Lawmakers accuse FAA of inaccurate testimony

Democrats question last week's testimony of agency officials on safety meetings with airlines, repair stations.

Top House Transportation and Infrastructure Committee Democrats Tuesday accused FAA officials of giving "inaccurate and misleading" testimony during a hearing last Thursday on lax aviation safety oversight by the agency.

Democrats are targeting testimony of three FAA officials regarding whether agency safety inspectors and managers were ordered "to conduct special meetings with all airlines, repair stations and other regulated entities to deliver and discuss" new procedures for appealing actions by safety inspectors, according to a letter from Transportation and Infrastructure Committee Chairman James Oberstar, D-Minn., Aviation Subcommittee Chairman Jerry Costello, D-Ill., and Highways and Transit Subcommittee Chairman Peter DeFazio, D-Ore. They are specifically targeting assertions by the FAA officials that agency managers and inspectors had up to one year to deliver these new procedures to airlines and others regulated by the agency.

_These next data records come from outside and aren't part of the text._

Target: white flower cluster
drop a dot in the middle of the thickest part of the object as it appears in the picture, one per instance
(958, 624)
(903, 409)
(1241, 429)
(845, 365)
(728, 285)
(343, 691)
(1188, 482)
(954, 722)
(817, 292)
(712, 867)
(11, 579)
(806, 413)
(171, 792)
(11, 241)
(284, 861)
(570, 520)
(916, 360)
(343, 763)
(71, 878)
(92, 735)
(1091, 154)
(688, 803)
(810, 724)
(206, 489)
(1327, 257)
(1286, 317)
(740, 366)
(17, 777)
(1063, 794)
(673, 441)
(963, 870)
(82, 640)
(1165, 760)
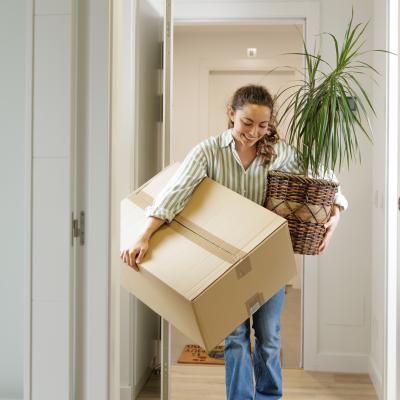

"This relaxed approach is radically different" than a February 2004 FAA memorandum directing that meetings were to be conducted within two months, the Democrats wrote to FAA Associate Administrator for Aviation Safety Nicholas Sabatini; James Ballough, director of the agency's flight standards service; and Thomas Stuckey, who oversaw FAA safety inspections at Southwest Airlines.

Transportation Secretary Mary Peters and acting FAA Administrator Robert Sturgell were sent copies.